Endlich siegte sie und befand sich nun abermals in ruhigem Fahrwasser. Aber sie mußte sich gegen die Mauer lehnen, um sich zu verschnaufen und ihren Anzug ein wenig zu ordnen. Das Kleid und die Röcke hatten eine halbe Wendung nach links gemacht.

Ein Dachstein stürzte prasselnd hinter ihr nieder. Und in einem etwas weiterhin gelegenen Hause hörte man eine Tür unaufhaltsam auf und zu schlagen.

Die Madam lachte. Sie fand, daß dies Toben anfing, humoristisch zu werden.

Auf dem Trottoir kam ihr eine lange, gebeugte männliche Gestalt entgegen. Sie war in Tücher und Schals gewickelt und hatte eine Pelzmütze tief über die Ohren gezogen.
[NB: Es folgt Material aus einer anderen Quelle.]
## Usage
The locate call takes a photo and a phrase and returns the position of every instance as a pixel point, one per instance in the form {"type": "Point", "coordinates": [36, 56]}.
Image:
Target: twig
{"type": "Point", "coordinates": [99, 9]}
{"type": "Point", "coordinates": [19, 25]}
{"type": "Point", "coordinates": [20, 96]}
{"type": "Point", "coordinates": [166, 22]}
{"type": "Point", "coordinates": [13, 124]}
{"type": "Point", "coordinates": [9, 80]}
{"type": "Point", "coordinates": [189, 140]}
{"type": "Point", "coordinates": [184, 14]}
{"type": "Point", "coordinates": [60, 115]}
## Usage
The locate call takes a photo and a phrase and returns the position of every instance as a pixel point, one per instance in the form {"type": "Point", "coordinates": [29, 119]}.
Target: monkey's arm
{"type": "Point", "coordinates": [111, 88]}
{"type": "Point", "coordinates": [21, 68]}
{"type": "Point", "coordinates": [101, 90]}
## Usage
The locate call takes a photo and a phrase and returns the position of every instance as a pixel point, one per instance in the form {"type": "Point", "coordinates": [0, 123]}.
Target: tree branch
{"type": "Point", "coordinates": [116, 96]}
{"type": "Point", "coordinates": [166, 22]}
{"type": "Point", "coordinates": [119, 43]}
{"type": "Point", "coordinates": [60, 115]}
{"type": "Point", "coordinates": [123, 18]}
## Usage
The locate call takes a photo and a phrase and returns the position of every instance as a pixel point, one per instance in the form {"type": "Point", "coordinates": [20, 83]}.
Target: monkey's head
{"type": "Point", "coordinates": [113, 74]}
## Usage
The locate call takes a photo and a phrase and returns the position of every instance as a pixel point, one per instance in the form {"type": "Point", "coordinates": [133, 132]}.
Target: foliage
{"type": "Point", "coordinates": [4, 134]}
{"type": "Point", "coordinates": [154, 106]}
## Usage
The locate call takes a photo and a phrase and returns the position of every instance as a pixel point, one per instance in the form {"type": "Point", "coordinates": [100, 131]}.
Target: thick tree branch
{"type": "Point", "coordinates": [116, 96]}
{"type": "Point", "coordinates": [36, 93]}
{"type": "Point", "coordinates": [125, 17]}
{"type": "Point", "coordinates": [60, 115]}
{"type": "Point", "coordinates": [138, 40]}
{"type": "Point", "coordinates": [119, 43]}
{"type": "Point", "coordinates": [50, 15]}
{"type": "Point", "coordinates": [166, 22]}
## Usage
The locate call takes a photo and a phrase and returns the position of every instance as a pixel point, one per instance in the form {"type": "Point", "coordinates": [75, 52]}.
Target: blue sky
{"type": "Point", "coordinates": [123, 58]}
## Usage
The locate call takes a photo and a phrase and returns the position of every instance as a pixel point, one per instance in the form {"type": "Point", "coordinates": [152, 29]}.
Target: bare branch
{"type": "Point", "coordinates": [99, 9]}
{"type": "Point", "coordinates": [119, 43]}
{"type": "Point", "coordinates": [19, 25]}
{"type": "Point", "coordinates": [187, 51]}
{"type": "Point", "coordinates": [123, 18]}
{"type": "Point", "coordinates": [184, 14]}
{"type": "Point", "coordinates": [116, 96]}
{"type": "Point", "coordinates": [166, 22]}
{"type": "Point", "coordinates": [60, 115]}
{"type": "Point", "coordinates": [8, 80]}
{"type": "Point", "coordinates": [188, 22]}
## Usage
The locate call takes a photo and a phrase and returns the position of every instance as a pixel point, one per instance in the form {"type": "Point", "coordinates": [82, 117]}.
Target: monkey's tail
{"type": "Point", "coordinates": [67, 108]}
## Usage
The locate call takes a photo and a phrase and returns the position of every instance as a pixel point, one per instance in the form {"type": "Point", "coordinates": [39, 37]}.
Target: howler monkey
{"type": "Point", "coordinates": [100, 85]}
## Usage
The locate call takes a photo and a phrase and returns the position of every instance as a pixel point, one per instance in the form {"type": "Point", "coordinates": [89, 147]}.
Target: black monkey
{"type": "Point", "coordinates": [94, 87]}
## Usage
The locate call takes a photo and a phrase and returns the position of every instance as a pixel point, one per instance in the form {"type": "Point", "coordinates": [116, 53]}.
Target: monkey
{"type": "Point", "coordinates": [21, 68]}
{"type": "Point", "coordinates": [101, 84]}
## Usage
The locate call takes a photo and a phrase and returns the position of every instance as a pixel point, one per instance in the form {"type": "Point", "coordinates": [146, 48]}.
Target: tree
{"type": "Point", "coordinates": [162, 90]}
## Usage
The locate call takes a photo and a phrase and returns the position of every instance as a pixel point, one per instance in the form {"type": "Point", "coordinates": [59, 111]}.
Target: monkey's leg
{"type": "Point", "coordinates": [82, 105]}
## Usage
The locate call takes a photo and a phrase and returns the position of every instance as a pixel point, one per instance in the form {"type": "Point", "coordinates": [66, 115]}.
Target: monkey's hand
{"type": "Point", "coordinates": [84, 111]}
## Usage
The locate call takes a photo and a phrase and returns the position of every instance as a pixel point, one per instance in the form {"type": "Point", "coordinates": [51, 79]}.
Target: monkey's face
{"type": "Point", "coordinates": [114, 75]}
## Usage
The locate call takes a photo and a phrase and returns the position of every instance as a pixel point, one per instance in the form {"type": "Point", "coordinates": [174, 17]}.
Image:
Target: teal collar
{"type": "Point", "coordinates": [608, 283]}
»Guten Abend, Herr Doktor!«

»Wer ist das?« fragte eine mürrische Stimme hinter der Vermummung.

»Hebamme Fredriksen!«

»Hm! Wollen Sie auf Praxis aus?«

»Nein, bin ausgewesen. Und der Herr Doktor?«

»Ich muß verdammt, verflucht bis hinter die Eisenbahn!«

Ein dichter Nebel entstieg dem Mund des Doktors. Er trug immer eine brennende Pfeife unter den Schals.

»Ist es etwas Gefährliches?« fragte die Madam.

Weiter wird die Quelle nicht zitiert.